Dire pour soit dit. Mal dit. Dire désormais pour soi mal dit.

                                                                                               Cap au pire, Beckett.



 Là encore, le travail de la langue se ressent, même si Beckett est allé de 1- a- à 0 à la fin de sa vie, la pensée joue son tour : 1 b devient 1 a.


 Peut-on désajuster la variable ‘Travail littéraire’ ?


 Une proposition p = désajustement du travail littéraire.
 Par exemple, p serait vraie ‘toutes les fois que je ne me relis pas’.

  Relecture comme reprise, puis maîtrise du travail littéraire. La question n’est plus en l’occurrence, Comment ne pas se corriger ?, mais, Comment ne pas se reprendre ? Comment laisser aller l’écriture à vau-l’eau ? Sans retenue ? Pas même l’inconscient derrière tout cela. Aucun rythme, aucune pulsation, rien, 0.

         p serait vraie ‘toutes les fois que l’écriture n’est tenue par aucune logique, aucun rythme, aucune image, pas même d’angoisse.

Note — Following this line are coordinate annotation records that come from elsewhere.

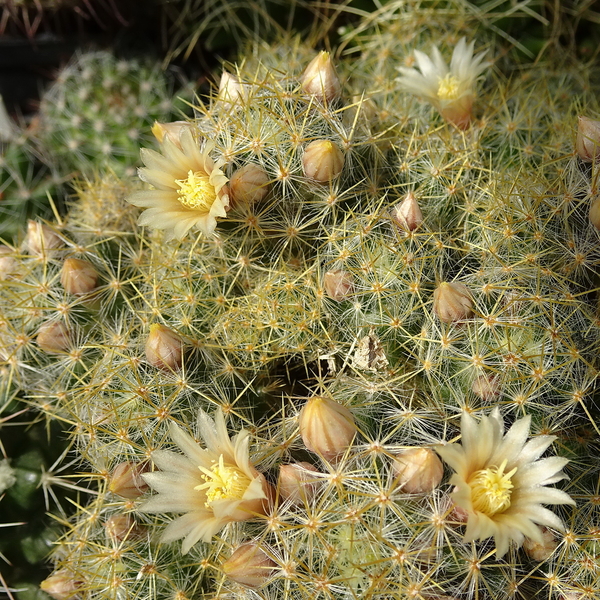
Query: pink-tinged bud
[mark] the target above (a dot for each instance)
(542, 549)
(172, 131)
(164, 348)
(326, 427)
(126, 480)
(588, 139)
(249, 565)
(230, 88)
(63, 585)
(122, 527)
(418, 470)
(41, 238)
(339, 285)
(407, 214)
(452, 302)
(486, 387)
(320, 79)
(322, 161)
(296, 484)
(249, 184)
(78, 277)
(54, 337)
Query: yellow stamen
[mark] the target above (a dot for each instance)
(196, 191)
(449, 88)
(223, 483)
(491, 489)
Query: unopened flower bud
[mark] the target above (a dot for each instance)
(320, 79)
(249, 565)
(326, 427)
(54, 337)
(540, 550)
(338, 284)
(249, 184)
(63, 585)
(322, 161)
(164, 348)
(407, 214)
(418, 470)
(296, 484)
(486, 387)
(126, 480)
(452, 302)
(588, 139)
(122, 527)
(41, 238)
(170, 130)
(78, 276)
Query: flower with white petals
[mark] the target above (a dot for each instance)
(450, 89)
(211, 486)
(500, 483)
(190, 188)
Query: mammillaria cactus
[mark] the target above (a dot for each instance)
(342, 346)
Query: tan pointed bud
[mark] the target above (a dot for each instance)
(249, 565)
(588, 139)
(452, 302)
(249, 184)
(120, 528)
(322, 161)
(78, 277)
(407, 214)
(541, 549)
(338, 284)
(126, 480)
(320, 79)
(486, 387)
(62, 585)
(172, 131)
(296, 484)
(54, 337)
(164, 348)
(418, 470)
(41, 238)
(326, 427)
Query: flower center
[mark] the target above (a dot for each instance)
(449, 88)
(196, 191)
(491, 489)
(223, 483)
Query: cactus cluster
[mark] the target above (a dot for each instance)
(333, 283)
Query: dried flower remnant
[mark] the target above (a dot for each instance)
(211, 486)
(499, 482)
(190, 188)
(450, 89)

Rien, 0.

        Ce serait encore tenter de formuler l’impensable.
        En transformant la pensée en travail, l’écrivain a trouvé une matière impossible à tuer, fournissant un produit qu’il ne peut corroder.

        La pensée vit nuit et jour et poursuit sa tapisserie malgré Pénélope… À moins de ruser avec elle.





*







   




                                                                                                              … Des feuillets propres, sans tache, avec la langue qui trottine son bonhomme de chemin, comme une limace.                        - Regardez-la, cette luciole ! Qu’ils diront, mes lecteurs, après remise des feuillets,
(Car je suis une luciole)
                                                                                                          … comme elle brille ! Encore une sauvée des eaux in extremis, nouveau Moïse de l’atomisation sociale, électron libre chantant sa Rosa Mystica dans la nuit. - Comme il a bien macéré, le lapin !
(Je suis naturellement un lapin, maintenant)
                                                                                                          Quelques feuilles de laurier avant de le cuire et service sur table !

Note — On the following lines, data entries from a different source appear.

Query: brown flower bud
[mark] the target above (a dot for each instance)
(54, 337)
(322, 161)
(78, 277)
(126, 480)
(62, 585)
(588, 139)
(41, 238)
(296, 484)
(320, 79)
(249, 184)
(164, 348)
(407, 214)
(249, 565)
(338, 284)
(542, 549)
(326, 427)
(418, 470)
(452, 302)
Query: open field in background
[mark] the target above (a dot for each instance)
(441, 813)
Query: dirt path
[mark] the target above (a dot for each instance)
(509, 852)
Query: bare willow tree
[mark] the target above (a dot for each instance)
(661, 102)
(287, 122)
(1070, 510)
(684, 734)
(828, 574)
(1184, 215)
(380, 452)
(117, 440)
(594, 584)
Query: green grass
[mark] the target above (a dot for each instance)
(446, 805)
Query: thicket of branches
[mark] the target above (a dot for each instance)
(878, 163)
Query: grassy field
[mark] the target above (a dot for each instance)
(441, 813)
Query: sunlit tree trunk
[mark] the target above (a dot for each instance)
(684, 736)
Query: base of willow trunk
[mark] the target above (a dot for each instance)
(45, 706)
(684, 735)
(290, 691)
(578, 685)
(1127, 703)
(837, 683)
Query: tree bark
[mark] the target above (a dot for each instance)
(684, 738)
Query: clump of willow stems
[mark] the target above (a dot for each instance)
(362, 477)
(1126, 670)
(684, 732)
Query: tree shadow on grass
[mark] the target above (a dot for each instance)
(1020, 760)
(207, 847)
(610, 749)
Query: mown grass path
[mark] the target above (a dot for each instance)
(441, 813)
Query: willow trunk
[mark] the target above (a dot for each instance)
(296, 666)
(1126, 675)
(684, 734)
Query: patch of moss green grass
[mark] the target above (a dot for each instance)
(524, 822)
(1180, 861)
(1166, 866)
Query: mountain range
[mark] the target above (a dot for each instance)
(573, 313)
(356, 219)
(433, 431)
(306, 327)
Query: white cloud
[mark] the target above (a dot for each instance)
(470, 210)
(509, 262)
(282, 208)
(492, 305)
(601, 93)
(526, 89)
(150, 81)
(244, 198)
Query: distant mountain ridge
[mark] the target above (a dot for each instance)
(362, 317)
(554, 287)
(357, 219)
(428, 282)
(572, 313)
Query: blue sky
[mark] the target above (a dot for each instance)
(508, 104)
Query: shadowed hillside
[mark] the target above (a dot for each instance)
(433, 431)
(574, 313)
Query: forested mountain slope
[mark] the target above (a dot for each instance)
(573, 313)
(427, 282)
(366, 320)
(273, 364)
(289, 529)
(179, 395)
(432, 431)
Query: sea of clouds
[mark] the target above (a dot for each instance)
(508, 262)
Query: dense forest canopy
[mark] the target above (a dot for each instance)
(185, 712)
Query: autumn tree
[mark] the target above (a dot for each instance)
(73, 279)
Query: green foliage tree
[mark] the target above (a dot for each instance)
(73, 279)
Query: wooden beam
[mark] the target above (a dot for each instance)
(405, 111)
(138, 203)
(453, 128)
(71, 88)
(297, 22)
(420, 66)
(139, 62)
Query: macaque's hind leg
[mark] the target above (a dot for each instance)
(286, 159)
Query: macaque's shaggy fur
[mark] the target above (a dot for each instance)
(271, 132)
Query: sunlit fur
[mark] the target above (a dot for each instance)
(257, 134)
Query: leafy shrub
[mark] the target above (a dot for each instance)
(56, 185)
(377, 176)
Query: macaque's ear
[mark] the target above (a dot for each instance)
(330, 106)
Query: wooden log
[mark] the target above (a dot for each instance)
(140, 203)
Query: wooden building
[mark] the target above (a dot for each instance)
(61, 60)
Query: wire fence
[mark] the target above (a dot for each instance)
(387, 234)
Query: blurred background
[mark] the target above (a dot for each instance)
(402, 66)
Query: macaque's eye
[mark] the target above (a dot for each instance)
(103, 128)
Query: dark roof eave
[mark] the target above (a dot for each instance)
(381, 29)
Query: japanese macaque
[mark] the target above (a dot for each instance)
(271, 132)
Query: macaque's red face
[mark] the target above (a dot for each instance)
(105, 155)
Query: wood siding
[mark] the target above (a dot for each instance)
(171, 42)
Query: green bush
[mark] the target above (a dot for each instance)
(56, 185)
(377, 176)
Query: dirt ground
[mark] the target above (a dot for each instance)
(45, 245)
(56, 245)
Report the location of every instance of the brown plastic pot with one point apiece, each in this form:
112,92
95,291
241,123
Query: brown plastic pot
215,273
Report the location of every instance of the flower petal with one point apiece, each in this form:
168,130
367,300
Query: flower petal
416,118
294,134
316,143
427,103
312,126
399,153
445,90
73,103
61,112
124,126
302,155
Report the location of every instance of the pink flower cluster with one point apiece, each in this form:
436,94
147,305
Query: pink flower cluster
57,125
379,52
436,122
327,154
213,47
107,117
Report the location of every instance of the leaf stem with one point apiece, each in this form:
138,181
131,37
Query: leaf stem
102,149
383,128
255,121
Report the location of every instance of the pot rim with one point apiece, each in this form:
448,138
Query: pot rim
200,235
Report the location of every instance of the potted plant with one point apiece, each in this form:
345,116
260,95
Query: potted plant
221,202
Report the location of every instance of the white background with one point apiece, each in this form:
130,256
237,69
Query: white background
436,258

    Et tu joueras le grand jeu dans leur assiette, oui, Guyotat, Noël ou Laborde, Nouveau Curé de la Paroisse Culture, en route pour Prébende.





 *








     Tes humeurs malignes sublimées dans le creuset du beau langage, plus seul, plus solipsiste pour un sou, non, mais réduit à communiquer souverainement ton verbe à qui veut l’entendre.






*




     Sur une pierre de marbre, le Seigneur passant par là dit : Apolline, que fais-tu là ? – Je suis ici pour mon chef, pour mon sang et pour mon mal de dents. – Apolline, retourne-toi. Si c’est une goutte de sang, elle tombera, si c’est un ver il mourra.



     Depuis qu’on est tous à feu et à pot, communauté taisible et génération fauchée, il fallait bien qu’un ou deux jeteurs de sorts sortent en librairie. De plus en plus d’écrivains et de moins en moins de lecteurs ! Comment cela se fait-il ? Et tous, grands écrivains qu’ils sont, passant à la moulinette du flux tendu pour leur quart d’heure de célébrité.

   
     « Sorcier bigoutte, quand j’te vois j’te doutte. »

  

QU’ILS GARDENT LEUR DÉCHARGE MENTALE POUR EUX ET QU’ILS AILLENT TOUS AU DIABLE !

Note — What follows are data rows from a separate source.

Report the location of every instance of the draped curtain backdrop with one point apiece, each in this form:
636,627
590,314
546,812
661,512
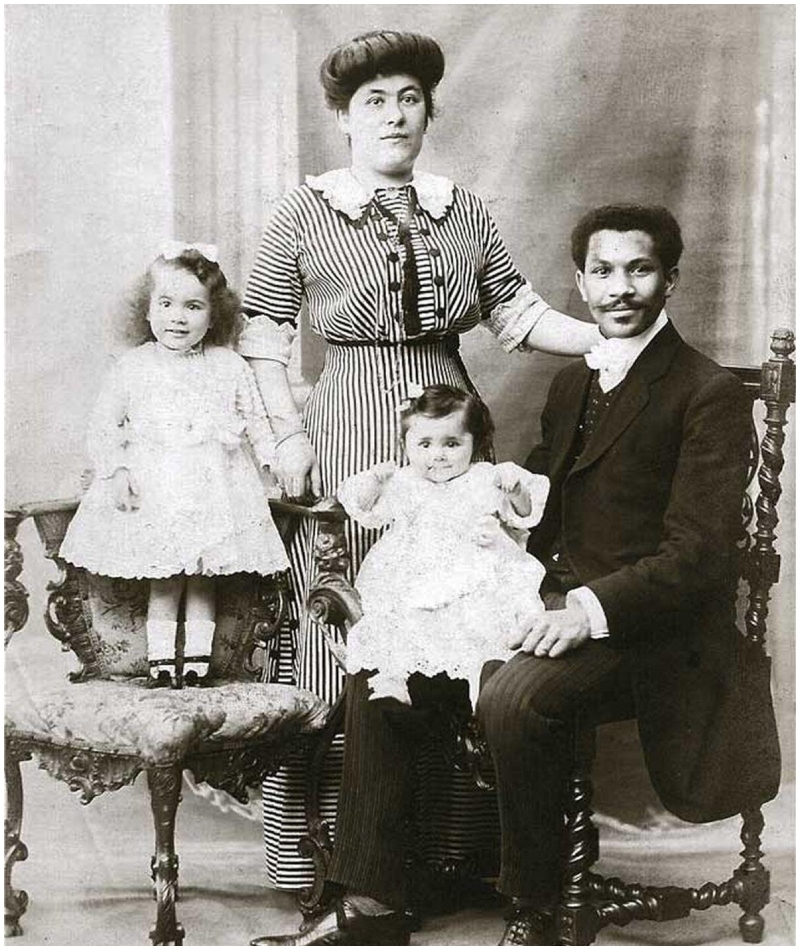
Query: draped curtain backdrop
202,116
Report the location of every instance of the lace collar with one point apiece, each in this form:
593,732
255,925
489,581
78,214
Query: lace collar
344,193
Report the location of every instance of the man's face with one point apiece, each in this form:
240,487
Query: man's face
623,282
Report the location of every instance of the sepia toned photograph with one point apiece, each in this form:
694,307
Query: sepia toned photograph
400,474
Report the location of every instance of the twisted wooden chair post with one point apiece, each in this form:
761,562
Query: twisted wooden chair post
589,901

Au fond, l’ennuyeux, ce n’est pas qu’il y ait de plus en plus d’écrivains, filant la laisse et essuyant les plâtres, l’ennuyeux, c’est qu’ils avouent en être et qu’ils voient ça comme une situation. Il n’y a plus de silence, plus de secrets établis entre eux. Ils vivent au milieu des hommes avec la vague croyance d’une transparence établie au cours de leur pérégrination sur table, une macération du stylo rendant sa prière égrainée des heures durant, en pleine solitude. Mais, quand ils s’en sortent et qu’ils profèrent leur Hocus Pocus en public, on applaudit un tabou dévoilé/dévoyé depuis l’An Quarante et qui n’a même plus de teneur hermétique ou poétique. Ils sentent bien quelque fois que la véritable fin du travail littéraire est la libération d’un esprit, et ils sentent aussi qu’il faut davantage qu’un brûlot pour ce faire, mais ils croient que cette libération ne peut être que poétique et ils enferment leurs chimères dans des feuillets, plutôt que de se laisser posséder par elles. – Manque d’adorcisme.


Dommage...

Encore un effort, poètes, pour être un autre.